Brookfield Infrastructure also acquired Enbridge Inc.’s Western Canadian Midstream business for US$1.8 billion. The deal saw Brookfield Infrastructure and its partners acquire 19 natural gas processing facilities and 3,550 kilometers of pipelines. The business forms an important link between one of Canada’s fastest growing natural gas basins, the Montney Shale, and crucial natural gas markets. It bolsters Brookfield Infrastructure’s exposure to booming demand for natural gas and will give its earnings a healthy lift.
The latest is the US$3.3 billion purchase of Enercare Inc., a leading North American commercial and home energy infrastructure provider. The acquisition adds 1.6 million energy infrastructure customers and a sub-metering business with 270,000 contracted services to Brookfield Infrastructure’s portfolio.
These purchases, along with higher energy prices and booming natural gas production, will give earnings a solid boost over the remainder of 2018.
So what?
Brookfield Infrastructure is poised to grow at a solid clip over the remainder of 2018 and into 2019. While the looming trade war and Trump’s erratic policies pose some risks to its business and growth prospects, they are not particularly severe. By virtue of its wide economic moat, the lack of competition and the global shortage of critical infrastructure demand for Brookfield Infrastructure’s assets will remain strong regardless of the state of the economy.

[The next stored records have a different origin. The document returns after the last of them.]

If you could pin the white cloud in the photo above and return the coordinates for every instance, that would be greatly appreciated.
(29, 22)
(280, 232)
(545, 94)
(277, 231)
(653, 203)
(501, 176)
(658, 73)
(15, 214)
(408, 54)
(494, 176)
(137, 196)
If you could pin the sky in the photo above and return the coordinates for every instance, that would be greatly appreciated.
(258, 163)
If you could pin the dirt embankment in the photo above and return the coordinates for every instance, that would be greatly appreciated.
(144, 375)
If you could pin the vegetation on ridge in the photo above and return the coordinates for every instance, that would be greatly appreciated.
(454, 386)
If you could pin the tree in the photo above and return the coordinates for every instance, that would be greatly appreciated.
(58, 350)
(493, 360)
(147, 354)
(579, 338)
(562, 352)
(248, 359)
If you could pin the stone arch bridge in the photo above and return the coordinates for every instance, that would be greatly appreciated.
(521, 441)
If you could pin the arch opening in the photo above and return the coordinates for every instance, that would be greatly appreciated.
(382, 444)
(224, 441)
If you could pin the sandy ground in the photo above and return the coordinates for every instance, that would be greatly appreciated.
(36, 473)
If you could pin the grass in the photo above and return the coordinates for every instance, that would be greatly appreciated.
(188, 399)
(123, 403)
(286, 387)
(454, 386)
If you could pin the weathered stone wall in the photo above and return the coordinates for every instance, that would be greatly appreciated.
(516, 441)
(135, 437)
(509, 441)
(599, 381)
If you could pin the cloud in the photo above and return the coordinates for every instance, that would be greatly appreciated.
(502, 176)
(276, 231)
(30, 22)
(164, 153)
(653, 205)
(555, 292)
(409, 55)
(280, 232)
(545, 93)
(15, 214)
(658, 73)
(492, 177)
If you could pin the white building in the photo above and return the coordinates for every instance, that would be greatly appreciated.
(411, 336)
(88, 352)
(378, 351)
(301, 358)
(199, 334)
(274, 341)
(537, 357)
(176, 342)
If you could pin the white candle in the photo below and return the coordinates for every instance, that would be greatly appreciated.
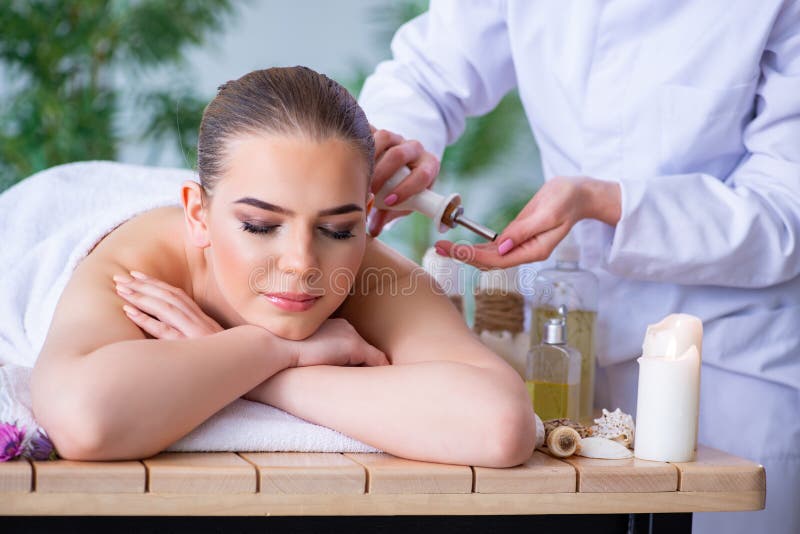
(668, 403)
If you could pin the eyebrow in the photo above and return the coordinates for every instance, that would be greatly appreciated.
(338, 210)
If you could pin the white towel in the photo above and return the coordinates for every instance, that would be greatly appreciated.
(48, 223)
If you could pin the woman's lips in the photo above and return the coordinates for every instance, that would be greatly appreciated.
(291, 301)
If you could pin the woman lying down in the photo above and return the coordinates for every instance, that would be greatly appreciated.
(264, 284)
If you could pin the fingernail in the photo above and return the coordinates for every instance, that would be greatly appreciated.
(505, 246)
(125, 290)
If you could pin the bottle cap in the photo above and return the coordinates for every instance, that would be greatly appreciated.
(555, 329)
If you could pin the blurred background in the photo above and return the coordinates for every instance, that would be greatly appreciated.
(127, 80)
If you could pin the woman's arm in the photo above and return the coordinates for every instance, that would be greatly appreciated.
(445, 398)
(107, 393)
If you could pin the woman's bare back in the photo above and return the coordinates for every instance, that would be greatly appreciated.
(150, 242)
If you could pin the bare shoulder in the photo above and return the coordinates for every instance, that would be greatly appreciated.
(398, 307)
(89, 312)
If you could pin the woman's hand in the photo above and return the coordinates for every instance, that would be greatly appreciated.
(167, 312)
(162, 310)
(391, 153)
(543, 223)
(336, 342)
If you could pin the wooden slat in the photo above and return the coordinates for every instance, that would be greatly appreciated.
(714, 470)
(89, 477)
(16, 476)
(304, 472)
(389, 474)
(261, 504)
(541, 473)
(200, 472)
(631, 475)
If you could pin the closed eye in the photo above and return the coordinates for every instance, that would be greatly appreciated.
(258, 229)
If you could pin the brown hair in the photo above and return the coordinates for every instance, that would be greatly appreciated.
(282, 100)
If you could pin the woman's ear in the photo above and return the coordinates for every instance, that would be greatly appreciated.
(370, 202)
(195, 209)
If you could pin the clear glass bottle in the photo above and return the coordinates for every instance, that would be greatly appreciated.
(569, 285)
(553, 372)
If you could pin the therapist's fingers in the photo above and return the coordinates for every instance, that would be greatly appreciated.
(485, 255)
(393, 159)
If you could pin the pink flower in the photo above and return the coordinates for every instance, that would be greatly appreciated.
(10, 441)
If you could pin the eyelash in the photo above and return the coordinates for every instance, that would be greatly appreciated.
(254, 229)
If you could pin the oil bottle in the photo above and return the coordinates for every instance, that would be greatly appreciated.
(569, 285)
(553, 372)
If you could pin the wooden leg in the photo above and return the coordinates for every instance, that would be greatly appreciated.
(660, 523)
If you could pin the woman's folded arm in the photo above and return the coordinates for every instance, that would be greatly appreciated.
(438, 411)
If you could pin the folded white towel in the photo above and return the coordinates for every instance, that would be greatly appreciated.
(48, 223)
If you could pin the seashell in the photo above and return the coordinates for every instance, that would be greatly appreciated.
(616, 425)
(595, 447)
(562, 441)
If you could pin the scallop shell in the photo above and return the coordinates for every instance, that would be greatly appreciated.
(594, 447)
(616, 425)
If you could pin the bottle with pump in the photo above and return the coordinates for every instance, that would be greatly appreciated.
(553, 372)
(569, 285)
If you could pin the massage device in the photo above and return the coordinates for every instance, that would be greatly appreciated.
(447, 211)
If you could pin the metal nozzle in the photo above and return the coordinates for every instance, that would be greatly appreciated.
(481, 230)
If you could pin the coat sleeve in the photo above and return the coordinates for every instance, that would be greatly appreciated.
(452, 62)
(740, 230)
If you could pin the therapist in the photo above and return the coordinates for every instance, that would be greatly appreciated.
(669, 135)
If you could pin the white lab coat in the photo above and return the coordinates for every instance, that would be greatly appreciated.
(693, 107)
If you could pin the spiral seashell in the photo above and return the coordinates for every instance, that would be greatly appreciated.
(617, 426)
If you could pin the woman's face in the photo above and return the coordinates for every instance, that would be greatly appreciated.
(287, 230)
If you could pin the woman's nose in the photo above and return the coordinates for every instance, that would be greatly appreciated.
(298, 255)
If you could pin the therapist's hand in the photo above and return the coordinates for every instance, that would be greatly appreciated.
(543, 223)
(392, 152)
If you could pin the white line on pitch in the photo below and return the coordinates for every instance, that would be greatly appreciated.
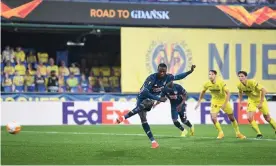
(122, 134)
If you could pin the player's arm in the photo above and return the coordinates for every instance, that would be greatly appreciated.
(259, 87)
(240, 94)
(145, 91)
(227, 92)
(202, 93)
(158, 102)
(183, 75)
(183, 95)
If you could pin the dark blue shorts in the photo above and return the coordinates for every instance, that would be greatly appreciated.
(175, 114)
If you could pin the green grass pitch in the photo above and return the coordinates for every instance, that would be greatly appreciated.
(128, 145)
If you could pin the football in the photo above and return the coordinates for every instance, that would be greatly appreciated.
(13, 127)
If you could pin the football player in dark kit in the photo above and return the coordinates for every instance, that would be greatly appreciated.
(177, 96)
(150, 91)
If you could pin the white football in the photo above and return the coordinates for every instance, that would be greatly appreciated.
(13, 128)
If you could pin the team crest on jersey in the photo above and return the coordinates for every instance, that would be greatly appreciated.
(176, 56)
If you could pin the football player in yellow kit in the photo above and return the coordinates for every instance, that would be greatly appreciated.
(256, 100)
(220, 101)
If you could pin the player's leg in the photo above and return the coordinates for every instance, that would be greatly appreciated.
(267, 117)
(229, 111)
(183, 116)
(251, 109)
(146, 127)
(214, 113)
(141, 106)
(176, 123)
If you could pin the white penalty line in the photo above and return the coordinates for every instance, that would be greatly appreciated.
(142, 135)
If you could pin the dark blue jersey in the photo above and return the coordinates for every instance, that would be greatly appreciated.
(153, 86)
(175, 94)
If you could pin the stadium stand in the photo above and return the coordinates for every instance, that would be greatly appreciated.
(26, 74)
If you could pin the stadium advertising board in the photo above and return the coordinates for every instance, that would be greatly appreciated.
(43, 97)
(138, 14)
(95, 113)
(226, 51)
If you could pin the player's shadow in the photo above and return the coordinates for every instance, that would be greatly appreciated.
(168, 137)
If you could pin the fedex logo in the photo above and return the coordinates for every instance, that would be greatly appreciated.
(238, 110)
(90, 113)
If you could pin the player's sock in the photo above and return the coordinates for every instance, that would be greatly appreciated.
(273, 123)
(255, 127)
(218, 127)
(148, 132)
(188, 123)
(178, 125)
(131, 113)
(236, 126)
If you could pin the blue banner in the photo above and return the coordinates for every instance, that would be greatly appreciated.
(89, 97)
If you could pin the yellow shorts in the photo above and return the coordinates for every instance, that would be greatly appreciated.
(216, 107)
(252, 107)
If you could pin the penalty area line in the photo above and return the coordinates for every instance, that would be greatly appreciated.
(124, 134)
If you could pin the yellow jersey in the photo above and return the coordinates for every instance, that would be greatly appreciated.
(42, 69)
(21, 69)
(32, 72)
(64, 71)
(7, 82)
(61, 81)
(114, 81)
(92, 81)
(54, 67)
(18, 80)
(105, 81)
(42, 57)
(75, 70)
(9, 70)
(20, 55)
(117, 71)
(252, 89)
(106, 71)
(29, 80)
(31, 59)
(72, 82)
(96, 71)
(217, 91)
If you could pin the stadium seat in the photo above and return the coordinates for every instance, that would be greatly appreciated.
(7, 89)
(41, 88)
(31, 88)
(74, 89)
(106, 71)
(19, 88)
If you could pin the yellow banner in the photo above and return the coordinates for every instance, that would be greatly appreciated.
(226, 51)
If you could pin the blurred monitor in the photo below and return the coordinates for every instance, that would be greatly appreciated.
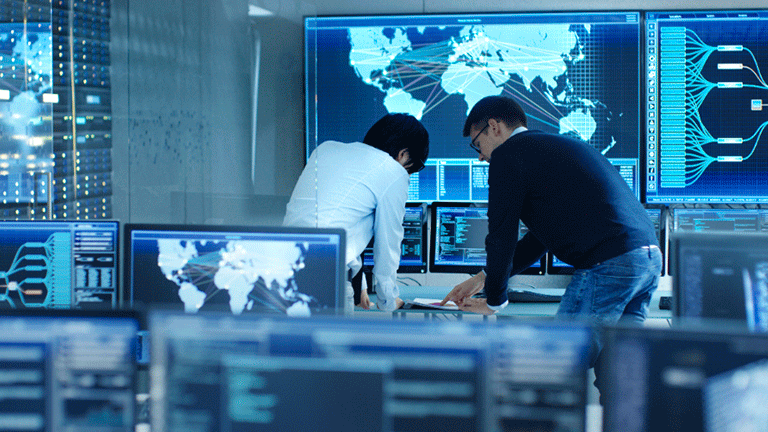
(735, 220)
(59, 264)
(693, 379)
(457, 239)
(413, 250)
(67, 373)
(721, 276)
(539, 376)
(658, 217)
(705, 106)
(291, 271)
(317, 374)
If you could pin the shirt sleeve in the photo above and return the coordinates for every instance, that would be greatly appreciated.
(388, 235)
(506, 191)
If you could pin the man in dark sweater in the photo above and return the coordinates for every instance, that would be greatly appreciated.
(575, 205)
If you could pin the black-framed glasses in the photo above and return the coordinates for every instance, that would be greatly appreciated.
(472, 143)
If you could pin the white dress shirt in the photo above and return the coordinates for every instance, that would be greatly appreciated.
(344, 186)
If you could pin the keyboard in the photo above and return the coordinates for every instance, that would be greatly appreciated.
(519, 296)
(525, 296)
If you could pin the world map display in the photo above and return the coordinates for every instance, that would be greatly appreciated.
(234, 273)
(26, 125)
(576, 78)
(250, 272)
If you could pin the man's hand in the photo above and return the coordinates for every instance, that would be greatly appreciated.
(365, 302)
(477, 306)
(465, 290)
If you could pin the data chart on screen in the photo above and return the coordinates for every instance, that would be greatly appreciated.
(707, 107)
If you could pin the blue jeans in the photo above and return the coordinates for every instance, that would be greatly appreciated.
(618, 289)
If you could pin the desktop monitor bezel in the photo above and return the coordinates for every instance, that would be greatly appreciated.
(470, 269)
(130, 228)
(742, 242)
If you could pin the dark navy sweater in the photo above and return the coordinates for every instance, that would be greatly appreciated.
(573, 201)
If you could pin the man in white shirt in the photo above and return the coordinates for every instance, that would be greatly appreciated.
(363, 187)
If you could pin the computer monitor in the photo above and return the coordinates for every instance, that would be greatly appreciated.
(735, 220)
(658, 217)
(700, 62)
(413, 250)
(59, 264)
(721, 276)
(574, 73)
(293, 271)
(692, 379)
(66, 372)
(313, 374)
(457, 239)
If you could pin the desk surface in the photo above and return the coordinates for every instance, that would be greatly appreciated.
(542, 310)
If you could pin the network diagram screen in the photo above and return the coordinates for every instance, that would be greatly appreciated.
(290, 271)
(573, 73)
(706, 105)
(59, 265)
(736, 220)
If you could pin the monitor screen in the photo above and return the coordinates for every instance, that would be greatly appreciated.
(573, 73)
(705, 107)
(736, 220)
(311, 374)
(413, 250)
(67, 373)
(721, 276)
(59, 264)
(658, 217)
(293, 271)
(666, 380)
(457, 239)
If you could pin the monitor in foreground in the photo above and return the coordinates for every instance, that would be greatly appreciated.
(693, 379)
(67, 373)
(59, 264)
(722, 276)
(291, 271)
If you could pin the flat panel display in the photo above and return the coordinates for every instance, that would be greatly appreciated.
(735, 220)
(293, 271)
(59, 264)
(721, 276)
(66, 373)
(457, 239)
(573, 73)
(705, 107)
(692, 379)
(306, 372)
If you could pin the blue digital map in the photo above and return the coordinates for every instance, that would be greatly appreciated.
(26, 121)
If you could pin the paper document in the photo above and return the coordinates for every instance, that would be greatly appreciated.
(432, 304)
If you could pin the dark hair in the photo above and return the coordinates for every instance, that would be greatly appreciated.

In addition to those defensive attributes, the majority of Brookfield Infrastructure’s earnings are contractually locked in, making them highly dependable even if a global economic downturn were to occur. While investors wait for the partnership’s stock to appreciate, they will be rewarded by its regular sustainable dividend yielding just over 3%. For these reasons, Brookfield Infrastructure should be a core holding in every portfolio.